NEW YORK (GenomeWeb News) – A pair of studies appearing online today in Nature are uncovering genetic variants involved in elevated blood lipid levels — and offering functional insights into how one GWAS-identified locus influences blood lipid levels.
In the first of these studies, researchers from 17 countries used a meta-analysis of dozens of genome-wide association studies on more than 100,000 individuals to pin down 95 variants linked to blood lipid levels in European and other populations.
As reported in a second paper, some members of the same team then used human cohort, cell line, and mouse model studies to focus in on one chromosome 1 locus identified through that GWAS. In the process, they demonstrated that a non-coding variant in this locus alters the expression of a gene called SORT1 in the liver, leading to changes in liver secretion of low density lipoprotein cholesterol and its precursor.
"[W]e are moving from discovery to understanding brand-new information about how genes alter the lipids that contribute to heart disease," GWAS co-author Christopher O'Donnell, a researcher affiliated with the National Heart, Lung, and Blood Institute and Harvard Medical School, who helped lead the Framingham Heart Study, said in a statement.

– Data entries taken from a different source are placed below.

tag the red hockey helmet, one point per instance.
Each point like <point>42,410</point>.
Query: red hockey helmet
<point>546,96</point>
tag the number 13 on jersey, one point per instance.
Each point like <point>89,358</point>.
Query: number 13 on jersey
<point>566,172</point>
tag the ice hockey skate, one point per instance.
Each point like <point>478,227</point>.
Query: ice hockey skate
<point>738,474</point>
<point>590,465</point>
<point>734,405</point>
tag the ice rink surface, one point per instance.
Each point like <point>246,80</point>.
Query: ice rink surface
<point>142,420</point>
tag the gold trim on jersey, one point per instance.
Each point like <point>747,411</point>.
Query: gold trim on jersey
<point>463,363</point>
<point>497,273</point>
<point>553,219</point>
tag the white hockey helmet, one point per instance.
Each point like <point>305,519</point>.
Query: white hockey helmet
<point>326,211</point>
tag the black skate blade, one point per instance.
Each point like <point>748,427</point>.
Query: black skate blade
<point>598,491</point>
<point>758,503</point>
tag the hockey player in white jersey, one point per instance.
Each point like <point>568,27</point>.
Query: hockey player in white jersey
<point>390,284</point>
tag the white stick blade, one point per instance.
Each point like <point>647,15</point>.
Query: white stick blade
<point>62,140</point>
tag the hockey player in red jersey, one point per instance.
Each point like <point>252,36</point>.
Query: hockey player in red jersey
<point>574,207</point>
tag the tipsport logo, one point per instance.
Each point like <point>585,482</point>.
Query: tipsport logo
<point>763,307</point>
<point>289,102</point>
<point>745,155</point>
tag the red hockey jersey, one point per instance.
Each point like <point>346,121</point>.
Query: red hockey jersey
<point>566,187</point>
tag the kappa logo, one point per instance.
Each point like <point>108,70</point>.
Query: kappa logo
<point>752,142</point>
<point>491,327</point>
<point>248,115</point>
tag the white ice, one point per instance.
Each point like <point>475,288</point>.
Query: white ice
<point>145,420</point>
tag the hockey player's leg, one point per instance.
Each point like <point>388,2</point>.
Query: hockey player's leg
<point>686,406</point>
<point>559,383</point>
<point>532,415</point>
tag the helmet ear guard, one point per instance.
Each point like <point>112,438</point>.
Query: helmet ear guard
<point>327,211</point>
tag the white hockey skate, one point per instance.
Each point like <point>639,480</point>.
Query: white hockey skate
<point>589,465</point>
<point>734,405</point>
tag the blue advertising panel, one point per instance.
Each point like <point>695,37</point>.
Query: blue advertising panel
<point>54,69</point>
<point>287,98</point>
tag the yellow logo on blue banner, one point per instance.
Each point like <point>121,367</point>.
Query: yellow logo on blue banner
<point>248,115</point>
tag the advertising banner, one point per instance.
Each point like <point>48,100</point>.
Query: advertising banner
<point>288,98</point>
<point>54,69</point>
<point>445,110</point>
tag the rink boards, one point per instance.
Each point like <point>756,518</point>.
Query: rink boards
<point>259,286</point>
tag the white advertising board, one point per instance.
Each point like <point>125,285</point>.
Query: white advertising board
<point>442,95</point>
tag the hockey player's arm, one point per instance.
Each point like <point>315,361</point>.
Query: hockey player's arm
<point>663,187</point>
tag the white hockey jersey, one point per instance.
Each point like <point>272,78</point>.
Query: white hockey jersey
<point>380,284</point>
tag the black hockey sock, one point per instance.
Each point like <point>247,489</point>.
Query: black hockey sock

"These results help refine our course for preventing and treating heart disease, a health problem that affects millions of Americans and many more people worldwide," National Institutes of Health Director Francis Collins, a co-author on the GWAS paper, said in a statement.
The researchers started by doing a meta-analysis of 46 GWAS involving roughly 100,000 individuals of European ancestry from the US, Europe, and Australia.
In particular, they looked for genetic variants associated with total plasma cholesterol levels, as well as blood levels of LDL cholesterol, or "bad cholesterol," high density lipoprotein cholesterol, and triglycerides, using previously collected data to look at about 2.6 million directly genotyped or imputed SNPs.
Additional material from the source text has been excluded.